Sure, if a friend feels safe and comfortable enough with me to be able to tell me of some horror from their past, I’m honoured that they have that confidence in me. Although that’s still not the same thing as sharing as far as I’m concerned; it’s a whole lot better than these public confessionals that we’re subjected to now in the form of memoirs and talk shows.
This has been a huge industry that first started to see the light of day with the old Donahue show back in the seventies. But even at the height of his popularity I doubt he would have believed the influence these shows would eventually have on popular culture.
Appearances on Oprah, and to a lesser extent any of the other shows, lend an author instant credibility, if not bestseller status. Through these shows’ focus on “human interest” type material a market was created for a genre of book that had not really existed before. The tell all, baring of the soul, memoir whose purported purpose is to provide an example of how to change one’s life around.
For quite a period of time these stories have been taken at face value and nobody has questioned their accuracy. Audiences and readers have lapped them up to the tune of millions of copies sold and publishers have been riding the wave to the bank. They’re not going to care one way or another if the author plays a little fast and loose with the truth, all that matters is it’s place on the best seller list.
But now it looks like they’ve killed, or at least severely wounded, their cash cow. First it was James Frey being exposed, now it’s Nasdijj, a writer of supposed Navajo decent, come under fire. The publication LA Weekly has published an article offering proof that he is actually a white man named Timothy Barrus, a writer of gay and straight pornography.
He’s written three memoirs detailing a life of poverty and deprivation growing up as a poor half-breed Navajo whose mother died when he was seven. He claims to have suffered from fetal alcohol syndrome, adapted a son who suffers from the same problems, and recites a litany of woes, misdeeds, and hardships throughout his books. It’s interesting to note that both his publisher and his literary agent severed their relationship with him in 2004, but will only say it wasn’t because of issues to do with his background.
As of yet “Nasdijj” has not issued any response to these allegations. But a film producer who was interested in adapting his first book has dropped the project after learning of inconsistencies in the story and the author’s resistance to fact checking.
The doctoring of memoirs has a long and distinguished history and it’s always been for the same purpose: for the self-aggrandizement of the author. In the past it has taken the form of claiming to have witnessed historic events, or done heroic deeds but today’s false historians go in the opposite direction.
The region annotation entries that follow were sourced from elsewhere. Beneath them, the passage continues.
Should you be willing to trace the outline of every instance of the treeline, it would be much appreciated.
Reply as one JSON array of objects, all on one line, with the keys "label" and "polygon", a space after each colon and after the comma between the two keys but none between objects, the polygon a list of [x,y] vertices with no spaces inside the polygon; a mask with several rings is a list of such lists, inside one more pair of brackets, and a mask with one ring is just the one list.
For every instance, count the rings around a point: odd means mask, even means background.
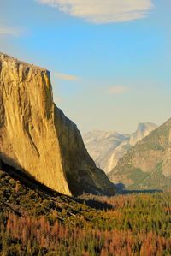
[{"label": "treeline", "polygon": [[1,213],[2,255],[170,255],[169,193],[93,199],[114,208],[71,216],[64,223],[55,211],[54,218]]},{"label": "treeline", "polygon": [[52,225],[44,217],[3,216],[1,222],[3,255],[170,255],[169,238],[155,232],[97,230],[85,226],[70,227],[56,221]]},{"label": "treeline", "polygon": [[170,256],[171,193],[83,195],[0,171],[0,256]]}]

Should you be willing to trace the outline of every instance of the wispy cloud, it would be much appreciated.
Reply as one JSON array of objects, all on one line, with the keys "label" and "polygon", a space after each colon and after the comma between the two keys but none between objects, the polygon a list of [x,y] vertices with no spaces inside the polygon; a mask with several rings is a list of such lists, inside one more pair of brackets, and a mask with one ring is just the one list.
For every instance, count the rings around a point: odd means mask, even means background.
[{"label": "wispy cloud", "polygon": [[74,74],[62,74],[62,73],[53,73],[54,77],[59,79],[59,80],[78,80],[80,78]]},{"label": "wispy cloud", "polygon": [[70,15],[100,24],[144,18],[152,9],[152,0],[37,0]]},{"label": "wispy cloud", "polygon": [[0,27],[0,35],[20,36],[24,33],[22,28],[12,27]]},{"label": "wispy cloud", "polygon": [[128,91],[127,86],[111,86],[108,89],[107,93],[109,94],[121,94]]}]

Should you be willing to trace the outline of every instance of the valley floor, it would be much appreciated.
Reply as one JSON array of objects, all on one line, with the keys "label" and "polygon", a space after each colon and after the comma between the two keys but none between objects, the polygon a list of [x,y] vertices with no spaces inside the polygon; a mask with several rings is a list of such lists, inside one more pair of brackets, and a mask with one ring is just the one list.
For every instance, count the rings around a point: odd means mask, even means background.
[{"label": "valley floor", "polygon": [[0,255],[171,255],[171,193],[74,199],[0,170]]}]

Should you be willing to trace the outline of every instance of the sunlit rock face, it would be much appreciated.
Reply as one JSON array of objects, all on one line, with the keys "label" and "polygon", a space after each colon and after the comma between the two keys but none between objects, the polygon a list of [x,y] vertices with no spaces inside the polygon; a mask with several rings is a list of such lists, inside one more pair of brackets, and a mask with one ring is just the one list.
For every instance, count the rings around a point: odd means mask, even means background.
[{"label": "sunlit rock face", "polygon": [[4,54],[0,54],[0,158],[62,193],[113,193],[76,125],[55,105],[50,72]]},{"label": "sunlit rock face", "polygon": [[137,130],[130,135],[116,132],[90,131],[83,136],[89,154],[97,166],[109,173],[117,165],[127,152],[156,128],[151,122],[139,123]]}]

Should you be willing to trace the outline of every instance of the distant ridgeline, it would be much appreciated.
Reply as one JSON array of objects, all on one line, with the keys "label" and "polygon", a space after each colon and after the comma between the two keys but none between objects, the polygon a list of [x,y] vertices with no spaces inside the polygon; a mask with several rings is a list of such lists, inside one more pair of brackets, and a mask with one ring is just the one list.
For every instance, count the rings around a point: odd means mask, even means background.
[{"label": "distant ridgeline", "polygon": [[130,189],[170,189],[171,119],[133,146],[109,177]]},{"label": "distant ridgeline", "polygon": [[76,125],[54,104],[50,72],[3,53],[0,159],[64,194],[114,193]]}]

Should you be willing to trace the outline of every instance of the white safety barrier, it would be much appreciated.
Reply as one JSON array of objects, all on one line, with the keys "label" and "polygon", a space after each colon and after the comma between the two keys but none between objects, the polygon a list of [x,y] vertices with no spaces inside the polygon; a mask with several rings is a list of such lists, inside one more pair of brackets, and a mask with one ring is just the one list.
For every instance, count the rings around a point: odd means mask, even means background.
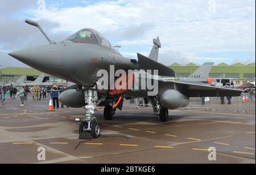
[{"label": "white safety barrier", "polygon": [[[131,109],[140,109],[141,106],[151,106],[150,103],[145,104],[143,98],[125,99],[123,106],[131,106]],[[205,110],[230,109],[234,113],[247,113],[247,110],[255,110],[255,96],[245,93],[238,97],[191,97],[187,107],[183,110],[189,109],[205,109]]]}]

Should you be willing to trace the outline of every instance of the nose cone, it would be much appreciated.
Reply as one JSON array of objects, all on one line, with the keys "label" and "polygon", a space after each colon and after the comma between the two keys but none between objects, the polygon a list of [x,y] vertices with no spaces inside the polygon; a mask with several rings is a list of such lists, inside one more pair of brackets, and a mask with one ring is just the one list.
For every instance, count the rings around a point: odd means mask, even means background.
[{"label": "nose cone", "polygon": [[30,61],[33,60],[33,58],[35,57],[31,52],[29,52],[27,50],[28,49],[24,49],[16,51],[10,53],[8,54],[14,57],[14,58],[27,64],[27,62],[30,62]]},{"label": "nose cone", "polygon": [[56,45],[45,45],[16,51],[9,54],[32,67],[43,69],[49,64],[59,66],[60,52],[58,49]]}]

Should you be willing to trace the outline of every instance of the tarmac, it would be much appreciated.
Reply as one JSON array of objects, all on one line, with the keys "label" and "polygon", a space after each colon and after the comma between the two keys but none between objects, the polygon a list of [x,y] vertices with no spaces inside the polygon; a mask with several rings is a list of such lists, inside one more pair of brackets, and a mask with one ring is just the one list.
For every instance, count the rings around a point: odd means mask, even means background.
[{"label": "tarmac", "polygon": [[[255,163],[255,110],[170,110],[163,123],[150,107],[125,106],[111,121],[99,109],[101,136],[81,142],[75,119],[84,109],[47,112],[46,100],[20,103],[7,97],[0,104],[0,163]],[[216,160],[208,159],[211,147]]]}]

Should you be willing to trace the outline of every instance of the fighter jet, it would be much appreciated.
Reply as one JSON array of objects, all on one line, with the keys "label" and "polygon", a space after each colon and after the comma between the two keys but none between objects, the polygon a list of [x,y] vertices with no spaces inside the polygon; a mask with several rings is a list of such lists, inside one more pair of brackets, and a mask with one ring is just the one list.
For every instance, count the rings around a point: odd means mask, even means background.
[{"label": "fighter jet", "polygon": [[19,86],[19,84],[20,84],[20,83],[24,83],[26,79],[27,79],[26,75],[22,75],[16,82],[7,82],[6,83],[4,84],[4,86],[5,87],[7,87],[7,86],[10,86],[11,84],[13,84],[13,86],[18,87],[18,86]]},{"label": "fighter jet", "polygon": [[[215,87],[222,87],[222,83],[218,83],[216,79],[209,76],[209,73],[213,66],[213,62],[205,62],[203,63],[189,77],[181,81]],[[221,82],[221,77],[220,82]]]},{"label": "fighter jet", "polygon": [[[157,61],[161,48],[158,37],[153,40],[149,58],[138,53],[137,60],[123,57],[94,29],[82,29],[56,42],[49,39],[36,22],[25,21],[38,27],[49,45],[14,52],[9,55],[41,71],[76,84],[73,87],[74,89],[71,87],[62,92],[59,99],[68,106],[85,109],[85,117],[80,119],[79,127],[81,138],[85,135],[100,136],[100,127],[95,116],[97,106],[105,106],[104,118],[112,119],[117,108],[122,110],[124,98],[147,98],[152,105],[154,113],[159,116],[160,121],[166,122],[168,109],[186,106],[189,97],[236,96],[242,92],[164,79],[175,77],[175,74],[173,70]],[[100,70],[102,70],[101,73],[108,74],[106,82],[103,82],[105,85],[104,88],[100,88],[104,78],[98,75]],[[130,70],[134,71],[131,73]],[[123,71],[125,74],[119,73]],[[142,87],[141,85],[143,83],[140,81],[144,77],[150,80],[148,82],[156,84],[156,88]],[[131,82],[131,84],[129,83]],[[128,86],[123,82],[128,83]],[[119,88],[115,87],[116,84],[126,86]],[[113,85],[114,88],[112,88]]]},{"label": "fighter jet", "polygon": [[23,83],[20,83],[18,84],[18,86],[16,86],[17,87],[22,87],[22,86],[27,86],[28,87],[34,86],[40,86],[42,83],[43,83],[43,80],[44,80],[44,77],[46,76],[45,74],[42,74],[40,75],[35,80],[35,81],[29,81],[24,82]]}]

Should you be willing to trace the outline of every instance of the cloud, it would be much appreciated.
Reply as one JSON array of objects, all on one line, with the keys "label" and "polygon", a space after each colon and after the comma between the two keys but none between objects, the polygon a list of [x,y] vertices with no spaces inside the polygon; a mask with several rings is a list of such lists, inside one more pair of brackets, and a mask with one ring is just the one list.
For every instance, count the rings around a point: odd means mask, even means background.
[{"label": "cloud", "polygon": [[35,0],[1,0],[0,1],[0,19],[1,16],[20,11],[24,8],[36,5]]},{"label": "cloud", "polygon": [[208,10],[208,1],[204,0],[84,1],[69,6],[70,1],[49,1],[43,14],[38,13],[36,2],[31,1],[0,2],[2,52],[47,43],[37,29],[10,15],[22,12],[23,16],[26,10],[27,15],[40,22],[50,38],[56,40],[81,28],[92,28],[113,44],[121,45],[121,51],[136,53],[135,48],[138,48],[149,53],[152,39],[159,36],[162,44],[159,60],[166,65],[172,60],[199,61],[201,58],[196,56],[201,53],[255,53],[253,0],[216,1],[213,13]]}]

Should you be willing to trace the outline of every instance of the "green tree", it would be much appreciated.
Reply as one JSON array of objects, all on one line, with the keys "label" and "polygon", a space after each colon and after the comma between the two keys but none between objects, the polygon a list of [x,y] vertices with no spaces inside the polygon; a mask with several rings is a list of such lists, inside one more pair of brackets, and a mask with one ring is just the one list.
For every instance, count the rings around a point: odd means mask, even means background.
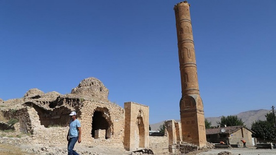
[{"label": "green tree", "polygon": [[205,128],[212,128],[212,123],[208,121],[207,119],[205,119]]},{"label": "green tree", "polygon": [[218,124],[221,126],[224,126],[226,125],[227,126],[241,126],[244,125],[244,122],[242,121],[242,119],[239,118],[237,116],[227,116],[225,117],[222,116],[220,119],[220,122],[217,122]]},{"label": "green tree", "polygon": [[255,121],[251,124],[251,129],[255,132],[253,136],[256,138],[270,140],[276,138],[275,128],[268,121]]},{"label": "green tree", "polygon": [[266,118],[267,118],[267,121],[268,121],[270,124],[274,125],[274,115],[273,113],[267,113],[266,115]]},{"label": "green tree", "polygon": [[165,134],[165,129],[166,128],[166,126],[165,125],[165,123],[163,123],[163,124],[160,125],[160,126],[159,126],[159,132]]}]

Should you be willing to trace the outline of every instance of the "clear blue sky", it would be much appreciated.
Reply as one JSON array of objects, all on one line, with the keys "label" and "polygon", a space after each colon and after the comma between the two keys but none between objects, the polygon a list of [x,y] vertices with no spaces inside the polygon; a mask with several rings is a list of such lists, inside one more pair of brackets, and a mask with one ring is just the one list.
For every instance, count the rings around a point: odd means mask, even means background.
[{"label": "clear blue sky", "polygon": [[[0,0],[0,98],[96,77],[150,123],[178,119],[179,0]],[[189,0],[205,116],[276,105],[276,0]]]}]

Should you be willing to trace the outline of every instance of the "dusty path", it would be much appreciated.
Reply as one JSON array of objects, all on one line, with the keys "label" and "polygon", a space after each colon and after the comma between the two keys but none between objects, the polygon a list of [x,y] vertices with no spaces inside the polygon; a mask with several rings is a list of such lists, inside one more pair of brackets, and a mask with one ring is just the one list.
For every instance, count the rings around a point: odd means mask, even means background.
[{"label": "dusty path", "polygon": [[[276,149],[256,149],[255,147],[250,147],[247,148],[233,148],[232,149],[215,149],[209,150],[207,152],[201,152],[200,153],[194,154],[197,155],[218,155],[222,152],[228,152],[232,153],[233,155],[276,155]],[[191,154],[192,155],[192,154]],[[231,155],[231,154],[230,154]]]}]

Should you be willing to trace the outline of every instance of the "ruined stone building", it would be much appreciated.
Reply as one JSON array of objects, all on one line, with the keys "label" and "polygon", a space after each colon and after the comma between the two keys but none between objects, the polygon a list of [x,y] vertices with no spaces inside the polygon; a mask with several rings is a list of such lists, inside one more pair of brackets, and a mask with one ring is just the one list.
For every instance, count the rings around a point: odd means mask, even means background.
[{"label": "ruined stone building", "polygon": [[7,119],[19,120],[16,129],[31,134],[31,144],[66,145],[69,115],[74,111],[81,124],[80,145],[148,148],[148,106],[128,102],[124,109],[108,95],[101,81],[89,78],[65,95],[31,89],[21,98],[1,100],[0,110]]},{"label": "ruined stone building", "polygon": [[201,147],[206,145],[206,135],[189,8],[187,1],[176,4],[173,8],[182,91],[179,103],[180,120],[183,140]]},{"label": "ruined stone building", "polygon": [[[24,142],[34,145],[66,145],[69,115],[74,111],[81,124],[80,145],[128,151],[151,148],[155,153],[164,152],[162,149],[169,146],[170,150],[170,146],[182,142],[206,146],[203,104],[199,93],[189,6],[185,1],[174,7],[182,90],[181,123],[166,121],[167,136],[149,136],[148,106],[127,102],[123,108],[111,102],[108,89],[95,78],[83,80],[67,94],[32,89],[21,98],[0,99],[0,112],[7,119],[18,120],[15,130],[30,133],[31,139]],[[0,122],[0,129],[5,126],[5,123]]]}]

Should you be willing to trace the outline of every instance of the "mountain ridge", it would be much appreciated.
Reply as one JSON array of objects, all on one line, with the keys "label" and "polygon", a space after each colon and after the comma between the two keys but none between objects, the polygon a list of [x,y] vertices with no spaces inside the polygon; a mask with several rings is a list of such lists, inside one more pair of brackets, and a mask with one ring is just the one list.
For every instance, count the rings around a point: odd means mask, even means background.
[{"label": "mountain ridge", "polygon": [[[254,121],[257,120],[266,120],[265,115],[270,112],[270,110],[258,109],[246,111],[245,112],[241,112],[237,115],[230,115],[237,116],[238,118],[242,119],[242,122],[244,123],[244,125],[249,128],[251,128],[251,125],[252,123]],[[222,116],[219,117],[207,117],[206,118],[206,119],[207,119],[208,121],[211,123],[212,126],[216,126],[218,125],[218,124],[216,123],[218,122],[220,122],[220,119],[222,117]],[[180,121],[180,120],[175,120],[176,122]],[[164,121],[161,121],[156,124],[150,124],[149,125],[150,125],[151,129],[152,130],[158,130],[159,128],[159,126],[163,124]]]}]

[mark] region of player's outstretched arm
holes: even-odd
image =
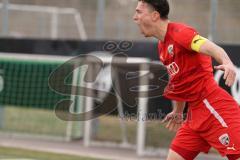
[[[199,46],[198,52],[213,57],[220,64],[219,66],[215,66],[214,68],[224,71],[225,84],[229,87],[232,86],[236,78],[236,68],[228,57],[225,50],[207,39],[193,40],[193,44],[194,41],[200,43],[201,41],[203,42]]]

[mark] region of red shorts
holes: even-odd
[[[194,152],[214,147],[222,156],[240,154],[239,105],[222,88],[200,102],[189,103],[188,118],[172,146]]]

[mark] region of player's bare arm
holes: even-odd
[[[229,87],[233,85],[236,78],[236,69],[223,48],[197,35],[193,39],[192,49],[213,57],[220,64],[214,68],[224,71],[225,84]]]
[[[183,122],[183,110],[185,108],[185,102],[174,101],[173,111],[169,113],[162,123],[167,123],[166,128],[170,131],[177,131]]]

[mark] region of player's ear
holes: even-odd
[[[160,18],[160,14],[157,11],[152,12],[152,20],[156,22]]]

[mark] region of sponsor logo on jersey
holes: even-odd
[[[168,54],[170,54],[171,56],[174,55],[174,52],[173,52],[173,44],[170,44],[170,45],[168,46]]]
[[[170,76],[174,76],[179,72],[179,67],[176,62],[172,62],[171,64],[167,65],[167,70]]]
[[[221,135],[219,137],[219,141],[224,145],[224,146],[228,146],[230,144],[230,138],[228,136],[227,133]]]

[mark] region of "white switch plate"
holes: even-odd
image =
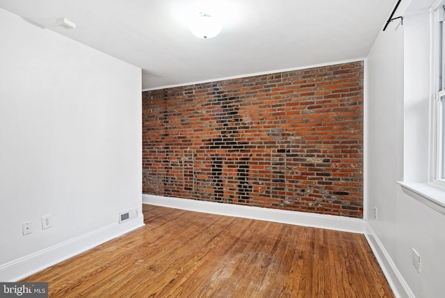
[[[414,249],[412,249],[411,262],[414,268],[416,268],[416,270],[417,270],[417,272],[420,273],[420,255]]]
[[[51,214],[42,217],[42,228],[46,230],[51,226],[53,226],[53,222],[51,220]]]
[[[33,233],[33,223],[26,221],[26,223],[22,224],[22,230],[24,236]]]

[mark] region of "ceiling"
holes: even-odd
[[[143,69],[143,89],[366,57],[396,0],[0,0],[27,20]],[[218,15],[195,37],[191,15]],[[64,29],[65,17],[76,24]],[[13,30],[13,29],[12,29]]]

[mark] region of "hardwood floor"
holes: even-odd
[[[362,235],[143,205],[145,226],[22,281],[50,297],[391,297]]]

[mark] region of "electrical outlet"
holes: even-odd
[[[33,233],[33,223],[26,221],[26,223],[22,224],[22,230],[24,236]]]
[[[46,230],[53,226],[53,222],[51,220],[51,214],[42,217],[42,228]]]
[[[416,268],[416,270],[417,270],[417,272],[420,273],[420,255],[414,249],[412,249],[411,262],[414,268]]]

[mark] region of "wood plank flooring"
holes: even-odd
[[[50,297],[393,297],[362,235],[144,205],[145,226],[22,281]]]

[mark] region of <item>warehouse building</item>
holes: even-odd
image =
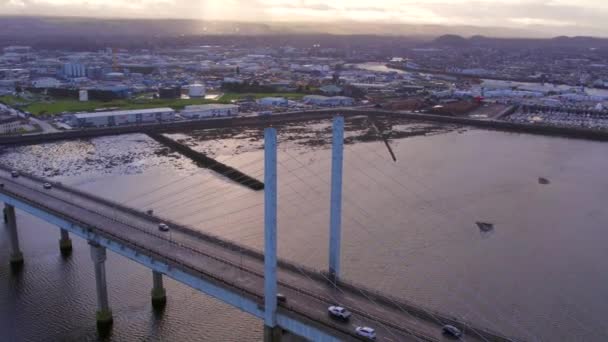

But thanks to Mr. Frey, these types of stories might start taking a hit in their popularity. Publishers are going to be a little more circumspect and take longer looks at manuscripts according to Ashbel Green, a senior editor at Alfred A. Knoff: “I think for a while, this will make people careful” she’s quoted as saying in the Globe and Mail.
Lets hope that this careful approach will also begin to extend to the public, and that people’s appetite for “shared” stories will begin to wane. Maybe then the bestseller lists will be able to list fiction as fiction and non-fiction as non-fiction and not have to worry about something that falls half way between the two.
I’m hopeful that Mr. Frey’s true legacy will be that he marked the beginning of the end of sharing oneself, and we can all go back to sharing chocolates and comics.